The following code block shows the YCSB profile:
recordcount=2000000000
operationcount=150000000
workload=com.yahoo.ycsb.workloads.CoreWorkload
readallfields=false
fieldcount=20
fieldlength=20
readproportion=1.0
updateproportion=0.0
scanproportion=0
insertproportion=0
requestdistribution=uniform
Run the following command to launch YCSB:
bin/ycsb load hbase10 -P <workload> -p table=test -threads 200 -p columnfamily=f -s
Throughput benchmark tests
The throughput benchmark tests compare the throughput of HBase Community Edition with that of ApsaraDB for Lindorm based on the same number of threads. The tests include four test scenarios. The test scenarios are independent of each other.
- Read data in a single row
The test dataset stores 2 billion rows. Each row stores 20 columns. The size of each column is 20 bytes. The query range is 10 million rows. After the preceding data is prepared, perform a major compaction and wait for the system to complete the major compaction. Run a warm-up test for 20 minutes, and then run a formal test for 20 minutes.

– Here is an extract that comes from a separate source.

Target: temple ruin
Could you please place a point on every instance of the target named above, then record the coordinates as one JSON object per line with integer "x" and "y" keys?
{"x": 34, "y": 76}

The following code block shows the workload configuration in the YCSB profile:
recordcount=10000000 operationcount=2000000000 workload=com.yahoo.ycsb.workloads.CoreWorkload readallfields=false fieldcount=1 fieldlength=20 readproportion=1.0 updateproportion=0.0 scanproportion=0 insertproportion=0 requestdistribution=uniform
Run the following command to launch YCSB:
bin/ycsb run hbase10 -P <workload> -p table=test -threads 200 -p columnfamily=f -p maxexecutiontime=1200
- Read data within a specified range
The test dataset stores 2 billion rows. Each row stores 20 columns. The size of each column is 20 bytes. The query range is 10 million rows. Fifty rows are read each time. After the preceding data is prepared, perform a major compaction and wait for the system to complete the major compaction. Run a warm-up test for 20 minutes, and then run a formal test for 20 minutes.
The following code block shows the workload configuration in the YCSB profile:
recordcount=10000000 operationcount=2000000000 workload=com.yahoo.ycsb.workloads.CoreWorkload readallfields=false fieldcount=1 fieldlength=20 readproportion=0.0 updateproportion=0.0 scanproportion=1.0 insertproportion=0 requestdistribution=uniform maxscanlength=50 Lindorm.usepagefilter=false
Run the following command to launch YCSB:
bin/ycsb run hbase10 -P <workload> -p table=test -threads 100 -p columnfamily=f -p maxexecutiontime=1200
- Write data into a single row
Insert one column into the table at a time. The size of each column is 20 bytes. Run the test for 20 minutes.
The following code block shows the workload configuration in the YCSB profile:
recordcount=2000000000 operationcount=100000000 workload=com.yahoo.ycsb.workloads.CoreWorkload readallfields=false fieldcount=1 fieldlength=20 readproportion=0.0 updateproportion=0.0 scanproportion=0 insertproportion=1.0 requestdistribution=uniform
Run the following command to launch YCSB:
bin/ycsb run hbase10 -P <workload> -p table=test -threads 200 -p columnfamily=f -p maxexecutiontime=1200
- Write data into multiple rows
Insert one column into the table at a time. The size of each column is 20 bytes. Write data into 100 rows per batch. Run the test for 20 minutes.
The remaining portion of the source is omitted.